Does anyone remember Merlin's downtown? First off, I would have those funky little plastic figures.I would gag gifts. I would have fantasy posters and greeting cards, and designer toys and art books. It would be a pop culture emporium. I wouldn't have mass market stuff like Transformers, but I might have Gundam. I wouldn't have Spiderman, but I might have the Tick. I wouldn't have Monopoly, but I might have Settlers of Cataan.

(This is sounding like my store, but if I couldn't do expensive stuff like books, graphic novels, dvd's, sportscards.)

Basically, I would look for absolutely cool, but funky, but cheap stuff.

This would only work if:

1.) I really had a good grasp of what would sell.

2.) I had enormous margins.

How would I do that? I would start off 50/50 between cool new stuff that had 50% margins, and as cool of stuff I could find at 80% margins.

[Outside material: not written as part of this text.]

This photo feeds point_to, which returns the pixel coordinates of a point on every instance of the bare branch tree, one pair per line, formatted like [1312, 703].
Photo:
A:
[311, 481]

Over time, I would find a middle type, either the original cool 50% margin stuff on sale, or more of the original 80% stuff that sold well.

So, after a couple of years, the plan would be to have one third of my product at 50%, one third at 65%, and one third at 80%. A overall profit margin of 65%. When you realize that the average small business operates at 40% margins, you have a huge potential to make a profit, even if you are in a high-traffic location.

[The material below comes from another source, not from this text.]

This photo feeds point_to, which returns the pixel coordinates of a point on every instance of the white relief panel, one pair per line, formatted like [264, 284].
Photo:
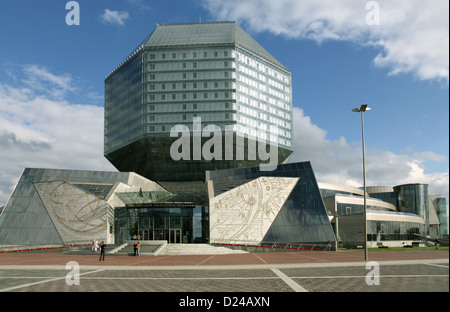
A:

The reason I would need a year in advance would be:

1.) To look through every conceivable liquidation catalog in existence, and pick only the very best.

2.) Look for a way to fixture the store in a classy, but cheap way. Either by buying nice used, or cheap new, or any combination. To use my imagination to find fixtures that may or may not have been intended for that purpose. A hundred baskets for sale, for instance, my be where I put the gag plastic figures.

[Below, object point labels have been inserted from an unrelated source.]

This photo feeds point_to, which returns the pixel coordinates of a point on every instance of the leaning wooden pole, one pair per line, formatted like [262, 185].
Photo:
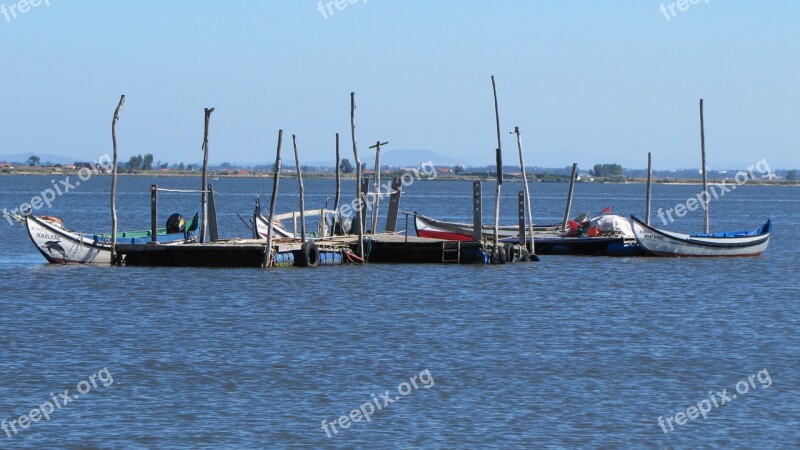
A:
[204, 190]
[359, 194]
[649, 186]
[703, 168]
[499, 159]
[114, 182]
[531, 247]
[338, 177]
[377, 200]
[302, 192]
[276, 177]
[569, 196]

I think I could pull this off. But perhaps only because I've had so many years of observing what people like and don't like, and developing a good sense of what price points people would buy, and knowing which combination of new and cheap would look like a real gift store and not a junk store. I wouldn't want to be a smaller Dollar Tree.

It wouldn't take many missteps to not work. But if you could pull it off, I think it would be a very lucrative enterprise.

In another life.

Anonymous said...

Just what kind of shop WOULD work downtown?
*

All things equal walk around, look for a place thats been open more than 3 years, where you KNOW the owner isn't feeding the rent.

There's probably barely a dozen that meets that target. So what's that 10%

The map store comes to my mind, been there forever, useful product. Deschutes Brewery does well.

The odd's of success are small, and on the scale of duncan, your talking min-wage at the end of the day. Thus why shouldn't duncan be straight forward with the kids.

If you put all your life into a biz, your chance of surviving over five years are 5%, and at best you might make minimum wage.

When I study businesses, I always copy success I look at whose making money and copy them, trouble in Bend, there really is no success story, can't use Deschutes because that's just a showcase for the real business. A few of the old time restaurants did well before Merenda, but now everybody sold out or got out, as the competition is terrible, too many people chasing a few tourists.

Folks want to be lied to and feel good, its actually a good thing that most money in Bend comes from elsewhere. Otherwise it really would be a ghost town.